La gravidanza modifica la funzione tiroidea tramite il Beta-hCG,
l’aumento delle proteine nel sangue e le modificazioni del sistema immunitario.
Durante tale periodo la produzione di ormone tiroideo subisce nella donna un aumento del 30-40%.
La gravidanza può rendere manifeste o accentuare patologie tiroidee precedenti il parto che possono compromettere la salute della mamma nonché del nascituro.
Le disfunzioni tiroidee legate ad un eccesso di ormone tiroideo pongono i problemi legati all’utilizzo dei farmaci anti tiroidei (ovvero che bloccano l’eccesso di tale ormone appunto) per il rischio di questi ultimi di causare difetti fetali; quindi il loro utilizzo viene limitato ai casi di concomitante ipertiroidismo fetale, evidenziato da una scarso accrescimento intrauterino o da una frequenza cardiaca fetale superiore ai 160 battiti al minuto, posto sempre che tali farmaci vengano usati solo a bassi dosaggi.
Nel 5% delle donne gravide si osserva invece uno stato di ipotiroidismo, ovvero una condizione in cui la bassa produzione di ormone tiroideo rischia di provocare un ritardo nello sviluppo neurologico del nascituro, gozzo neonatale, aborto, basso peso alla nascita e parto prematuro.
È per questo che durante la gravidanza si rende necessaria l’assunzione di levotiroxina, ormone fisiologicamente già prodotto dall’organismo umano, quindi di nessun rischio per il feto. La sua somministrazione per bocca permette infatti di ristabilire la corretta quantità di ormone tiroideo necessaria per un proseguo corretto della gravidanza e dello sviluppo del feto.
La tiroidite postpartum (quindi successiva al parto) è invece una disfunzione tiroidea che si risolve in pochi mesi e spesso non necessita di alcuna cura.
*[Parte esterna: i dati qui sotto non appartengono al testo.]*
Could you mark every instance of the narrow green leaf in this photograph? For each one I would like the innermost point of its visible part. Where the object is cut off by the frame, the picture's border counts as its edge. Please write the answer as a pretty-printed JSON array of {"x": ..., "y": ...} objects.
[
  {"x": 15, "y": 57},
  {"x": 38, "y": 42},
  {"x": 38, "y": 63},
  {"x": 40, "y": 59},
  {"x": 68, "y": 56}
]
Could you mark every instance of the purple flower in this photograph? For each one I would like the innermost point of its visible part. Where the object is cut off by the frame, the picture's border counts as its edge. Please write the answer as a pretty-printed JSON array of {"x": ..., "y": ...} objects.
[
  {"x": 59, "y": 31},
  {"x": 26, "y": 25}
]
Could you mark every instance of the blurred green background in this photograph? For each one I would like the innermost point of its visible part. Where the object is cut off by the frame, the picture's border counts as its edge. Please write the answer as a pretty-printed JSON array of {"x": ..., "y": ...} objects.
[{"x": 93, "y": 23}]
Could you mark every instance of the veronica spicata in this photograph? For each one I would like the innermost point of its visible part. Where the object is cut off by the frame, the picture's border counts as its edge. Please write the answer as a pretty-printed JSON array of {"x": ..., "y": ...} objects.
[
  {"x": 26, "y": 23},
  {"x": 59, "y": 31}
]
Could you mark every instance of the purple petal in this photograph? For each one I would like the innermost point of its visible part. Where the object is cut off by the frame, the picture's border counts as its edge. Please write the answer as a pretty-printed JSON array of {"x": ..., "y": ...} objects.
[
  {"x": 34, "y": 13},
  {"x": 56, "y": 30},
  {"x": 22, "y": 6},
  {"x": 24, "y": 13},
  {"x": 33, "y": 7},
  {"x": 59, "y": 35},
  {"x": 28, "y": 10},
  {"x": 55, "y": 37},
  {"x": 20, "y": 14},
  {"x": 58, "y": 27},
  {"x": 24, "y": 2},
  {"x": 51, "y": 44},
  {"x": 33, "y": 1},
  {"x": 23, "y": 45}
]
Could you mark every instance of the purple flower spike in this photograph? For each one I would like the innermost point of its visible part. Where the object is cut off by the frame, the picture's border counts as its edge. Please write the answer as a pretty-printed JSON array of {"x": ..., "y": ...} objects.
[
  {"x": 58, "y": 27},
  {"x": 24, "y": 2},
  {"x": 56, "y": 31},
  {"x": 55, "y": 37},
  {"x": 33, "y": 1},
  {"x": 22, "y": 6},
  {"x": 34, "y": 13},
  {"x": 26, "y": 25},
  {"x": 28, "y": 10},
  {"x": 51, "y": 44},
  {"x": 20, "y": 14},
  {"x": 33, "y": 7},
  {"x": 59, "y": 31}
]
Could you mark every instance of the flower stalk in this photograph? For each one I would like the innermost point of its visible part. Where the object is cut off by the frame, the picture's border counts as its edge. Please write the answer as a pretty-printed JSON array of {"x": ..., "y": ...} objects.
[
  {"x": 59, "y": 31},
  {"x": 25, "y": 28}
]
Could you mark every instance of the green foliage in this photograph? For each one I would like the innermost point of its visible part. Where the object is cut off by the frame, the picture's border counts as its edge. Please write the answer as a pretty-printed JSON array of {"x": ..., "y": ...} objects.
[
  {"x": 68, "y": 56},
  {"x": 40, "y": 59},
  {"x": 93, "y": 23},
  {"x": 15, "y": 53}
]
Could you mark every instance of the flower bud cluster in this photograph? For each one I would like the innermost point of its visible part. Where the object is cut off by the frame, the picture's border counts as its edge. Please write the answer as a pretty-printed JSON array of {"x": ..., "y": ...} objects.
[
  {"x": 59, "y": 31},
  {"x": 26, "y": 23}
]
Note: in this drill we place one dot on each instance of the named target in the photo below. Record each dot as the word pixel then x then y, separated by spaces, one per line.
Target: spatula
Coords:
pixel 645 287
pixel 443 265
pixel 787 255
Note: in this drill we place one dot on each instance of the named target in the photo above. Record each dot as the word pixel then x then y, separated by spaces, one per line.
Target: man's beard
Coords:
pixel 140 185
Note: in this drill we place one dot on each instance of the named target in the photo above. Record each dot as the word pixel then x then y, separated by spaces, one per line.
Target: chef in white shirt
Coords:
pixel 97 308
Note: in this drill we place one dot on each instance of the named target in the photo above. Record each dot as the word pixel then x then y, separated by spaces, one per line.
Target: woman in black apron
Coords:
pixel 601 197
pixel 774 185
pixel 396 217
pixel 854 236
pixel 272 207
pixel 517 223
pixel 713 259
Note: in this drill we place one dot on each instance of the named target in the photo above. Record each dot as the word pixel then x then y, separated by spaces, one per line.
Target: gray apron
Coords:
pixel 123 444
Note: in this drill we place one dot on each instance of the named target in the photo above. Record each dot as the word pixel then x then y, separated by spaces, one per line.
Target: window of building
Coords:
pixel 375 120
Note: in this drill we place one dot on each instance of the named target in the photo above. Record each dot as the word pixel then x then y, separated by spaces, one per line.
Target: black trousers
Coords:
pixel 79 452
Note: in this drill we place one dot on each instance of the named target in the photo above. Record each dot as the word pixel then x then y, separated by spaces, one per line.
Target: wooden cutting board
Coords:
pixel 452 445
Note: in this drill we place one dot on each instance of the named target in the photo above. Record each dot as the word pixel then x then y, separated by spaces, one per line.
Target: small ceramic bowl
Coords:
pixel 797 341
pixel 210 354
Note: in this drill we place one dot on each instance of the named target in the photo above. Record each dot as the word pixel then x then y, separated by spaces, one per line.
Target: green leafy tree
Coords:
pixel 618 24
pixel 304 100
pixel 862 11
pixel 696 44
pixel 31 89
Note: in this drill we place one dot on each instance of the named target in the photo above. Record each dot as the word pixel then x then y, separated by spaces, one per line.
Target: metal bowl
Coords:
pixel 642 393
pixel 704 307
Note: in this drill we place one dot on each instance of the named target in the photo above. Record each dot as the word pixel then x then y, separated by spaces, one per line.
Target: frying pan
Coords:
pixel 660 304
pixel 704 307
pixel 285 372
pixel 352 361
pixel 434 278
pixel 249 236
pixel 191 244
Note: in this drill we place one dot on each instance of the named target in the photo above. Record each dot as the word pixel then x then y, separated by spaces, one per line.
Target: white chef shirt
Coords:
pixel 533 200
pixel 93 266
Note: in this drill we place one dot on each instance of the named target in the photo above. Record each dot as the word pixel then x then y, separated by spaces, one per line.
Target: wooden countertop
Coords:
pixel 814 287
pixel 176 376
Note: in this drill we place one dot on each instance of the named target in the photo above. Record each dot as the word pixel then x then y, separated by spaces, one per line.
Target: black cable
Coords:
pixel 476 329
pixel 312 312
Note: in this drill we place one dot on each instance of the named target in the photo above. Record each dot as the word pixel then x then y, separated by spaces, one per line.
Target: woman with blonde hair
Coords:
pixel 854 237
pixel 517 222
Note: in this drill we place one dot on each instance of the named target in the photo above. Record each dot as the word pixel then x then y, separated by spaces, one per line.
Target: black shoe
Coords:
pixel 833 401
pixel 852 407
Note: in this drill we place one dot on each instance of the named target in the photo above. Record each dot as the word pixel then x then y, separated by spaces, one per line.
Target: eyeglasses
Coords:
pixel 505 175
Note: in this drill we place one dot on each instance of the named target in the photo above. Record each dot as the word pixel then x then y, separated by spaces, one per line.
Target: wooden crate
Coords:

Le patologie nodulari benigne durante la gravidanza e l’allattamento possono mostrare un peggioramento in termini di dimensioni; anche in questo caso con le cure opportune si potrà limitare questo aumento, senza rischi per il bimbo e permettendo alla donna di continuare l’allattamento.
Discorso a parte va fatto per le patologie maligne tiroidee, seconde per frequenza (dopo il carcinoma al seno) nell’essere diagnosticate nelle donne in gravidanza, che hanno una incidenza di una donna ogni 10.000 gravidanze.
In questi casi, l’intervento può essere rinviato a dopo il parto senza significativi rischi di peggiorare la prognosi.
Dunque una corretta diagnosi, tramite dosaggi ormonali ed ecografie tiroidee (procedure prive di rischio per il nascituro), delle condizioni di ipotiroismo, ipertiroidismo e patologie nodulari della tiroide incorse durante o precedenti la gravidanza, potrà prontamente indirizzare verso le cure appropriate in relazione al caso, senza rischi per la madre o per lo sviluppo del neonato.